UK architects are likely to face increasing competition from Indian firms as clients look to the subcontinent for cheaper professional services, write Joey Gardiner and David Matthews

Benoy chairman Graham Cartledge, speaking on his return from last week’s prime-ministerial trade mission to the subcontinent, said that the skills of Indian architects were rapidly improving, and that clients could start outsourcing “lower value or regularised” parts of their business to Indian architects.

The quality is increasing quickly. Very shortly, I can see them getting European jobs

Graham Cartledge, Benoy

Benoy, which is working on 40 projects in the country, already works with Indian architects who are employed by clients in the country as executive architects on buildings Benoy has designed. Retailer Tesco started using Indian QSs and architects for early project work last year.

Cartledge said: “The quality is increasing quickly.
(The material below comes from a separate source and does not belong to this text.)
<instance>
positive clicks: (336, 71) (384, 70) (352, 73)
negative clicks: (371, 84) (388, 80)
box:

Very shortly, I can see the industry giving them European jobs, the bits that are lower value or regularised.”

However, Cartledge, who is on the UK India Business Council, said there were “vast” amounts of work for UK firms in what is now a “dynamic, forward-thinking economy”. According to analyst Global Construction Perspectives, India’s construction market is the world’s ninth largest, just above the UK, but has the second highest predicted growth over the next five years, at 9.6%.

Along with Balfour Beatty, Mott MacDonald and Arup, Cartledge was one of just four construction industry representatives on the trip. His company picked up three jobs with a fee value of £1.6m while in India. The firm may now try to import the skills learned from its Indian residential market to the UK.

Philip Dilley, chairman of Arup, said: “We see India as a very interesting market where rapid growth and urbanisation will continue to provide us with plenty of opportunities.”